Using the periodic table as a guide, write the condensed electron configuration and determine the number of unpaired electrons for the ground state of (a) \(\mathrm{Cl},(\mathbf{b}) \mathrm{Al},(\mathbf{c}) \mathrm{Zr},(\mathbf{d})\) As, (e) \(\mathrm{Sb},(\mathbf{f}) \mathrm{W}\)

Short Answer

Expert verified
The condensed electron configurations and number of unpaired electrons for the given elements are: a) Cl: [Ne] 3s² 3p⁵, 3 unpaired electrons b) Al: [Ne] 3s² 3p¹, 1 unpaired electron c) Zr: [Kr] 5s² 4d², 2 unpaired electrons d) As: [Ar] 4s² 3d¹⁰ 4p³, 3 unpaired electrons e) Sb: [Kr] 5s² 4d¹⁰ 5p³, 3 unpaired electrons f) W: [Xe] 6s² 4f¹⁴ 5d⁴, 4 unpaired electrons

Step by step solution

01

a) Electron Configuration and Unpaired Electrons for Chlorine (Cl)

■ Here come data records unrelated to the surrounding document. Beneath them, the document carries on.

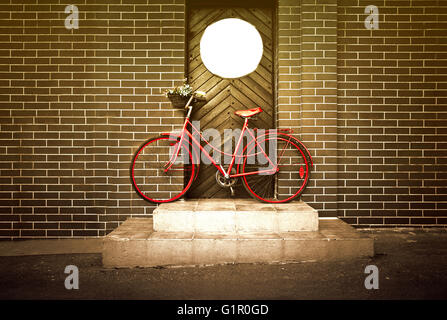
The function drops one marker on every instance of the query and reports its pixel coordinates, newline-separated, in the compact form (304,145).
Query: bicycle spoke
(291,175)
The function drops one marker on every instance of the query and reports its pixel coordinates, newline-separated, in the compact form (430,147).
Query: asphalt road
(411,264)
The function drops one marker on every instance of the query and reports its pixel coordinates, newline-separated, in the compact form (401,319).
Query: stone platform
(136,244)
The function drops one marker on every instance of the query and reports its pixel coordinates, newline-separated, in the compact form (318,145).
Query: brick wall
(76,104)
(392,111)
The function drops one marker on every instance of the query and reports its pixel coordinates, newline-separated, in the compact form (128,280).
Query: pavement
(412,264)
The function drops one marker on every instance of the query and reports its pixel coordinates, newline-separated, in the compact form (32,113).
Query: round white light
(231,48)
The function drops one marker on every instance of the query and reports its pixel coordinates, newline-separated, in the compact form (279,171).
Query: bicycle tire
(262,187)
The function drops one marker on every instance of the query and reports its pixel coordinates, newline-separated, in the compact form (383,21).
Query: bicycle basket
(177,100)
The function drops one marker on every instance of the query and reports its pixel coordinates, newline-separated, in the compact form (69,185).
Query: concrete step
(136,244)
(234,215)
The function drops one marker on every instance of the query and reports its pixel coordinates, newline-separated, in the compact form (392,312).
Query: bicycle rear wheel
(285,183)
(148,170)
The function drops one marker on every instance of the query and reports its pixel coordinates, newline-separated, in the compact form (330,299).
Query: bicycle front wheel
(149,175)
(283,184)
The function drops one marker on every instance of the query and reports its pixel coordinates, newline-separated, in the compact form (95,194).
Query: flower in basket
(180,94)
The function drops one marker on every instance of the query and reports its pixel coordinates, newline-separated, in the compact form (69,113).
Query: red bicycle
(274,165)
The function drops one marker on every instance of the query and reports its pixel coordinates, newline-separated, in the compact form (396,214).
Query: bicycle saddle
(248,113)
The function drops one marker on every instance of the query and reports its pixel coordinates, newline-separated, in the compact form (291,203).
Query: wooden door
(228,95)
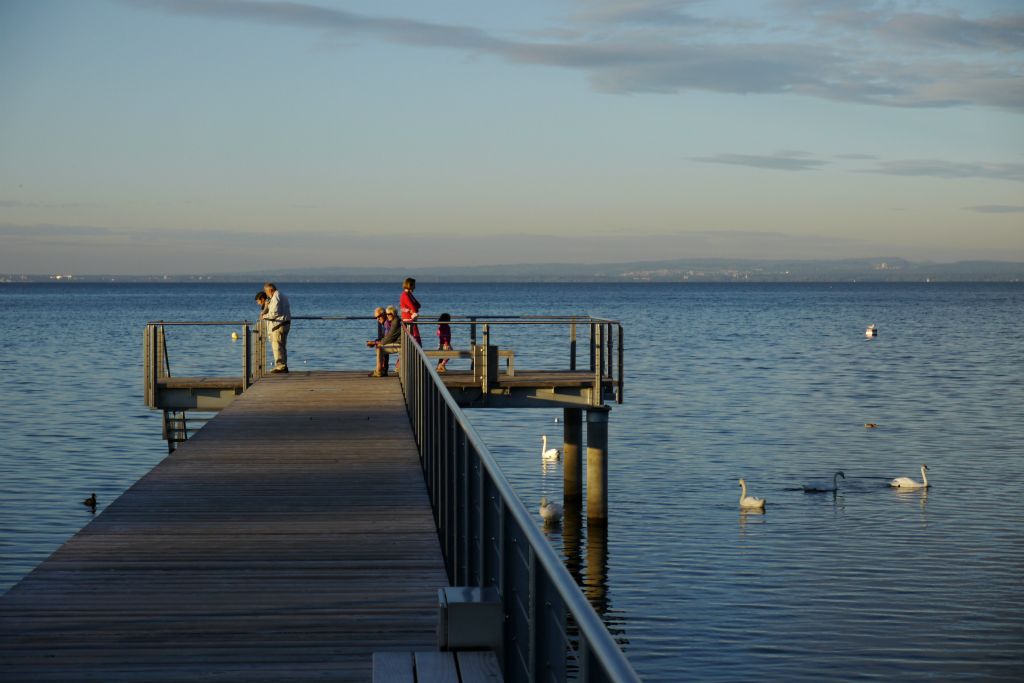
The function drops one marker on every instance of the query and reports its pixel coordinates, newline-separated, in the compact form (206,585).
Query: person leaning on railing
(279,322)
(391,337)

Chlorine (Cl) has an atomic number (Z) of 17, so it has 17 electrons in its ground state. Following the order in the periodic table: 1s² 2s² 2p⁶ 3s²3p⁵ Condensed Electron Configuration: [Ne] 3s² 3p⁵ Number of Unpaired Electrons: Since the last subshell (3p) has five electrons, there are three unpaired electrons.
02

b) Electron Configuration and Unpaired Electrons for Aluminum (Al)

Aluminum (Al) has an atomic number (Z) of 13, so it has 13 electrons in its ground state. Following the order in the periodic table: 1s² 2s² 2p⁶ 3s² 3p¹ Condensed Electron Configuration: [Ne] 3s² 3p¹ Number of Unpaired Electrons: Since the last subshell (3p) has only one electron, there is one unpaired electron.
03

c) Electron Configuration and Unpaired Electrons for Zirconium (Zr)

Zirconium (Zr) has an atomic number (Z) of 40, so it has 40 electrons in its ground state. Following the order in the periodic table: 1s² 2s² 2p⁶ 3s² 3p⁶ 4s² 3d¹⁰ 4p⁶ 5s² 4d² Condensed Electron Configuration: [Kr] 5s² 4d² Number of Unpaired Electrons: Since the last subshell (4d) has two electrons, there are two unpaired electrons.
04

d) Electron Configuration and Unpaired Electrons for Arsenic (As)

Arsenic (As) has an atomic number (Z) of 33, so it has 33 electrons in its ground state. Following the order in the periodic table: 1s² 2s² 2p⁶ 3s² 3p⁶ 4s² 3d¹⁰ 4p³ Condensed Electron Configuration: [Ar] 4s² 3d¹⁰ 4p³ Number of Unpaired Electrons: Since the last subshell (4p) has three electrons, there are three unpaired electrons.
05

e) Electron Configuration and Unpaired Electrons for Antimony (Sb)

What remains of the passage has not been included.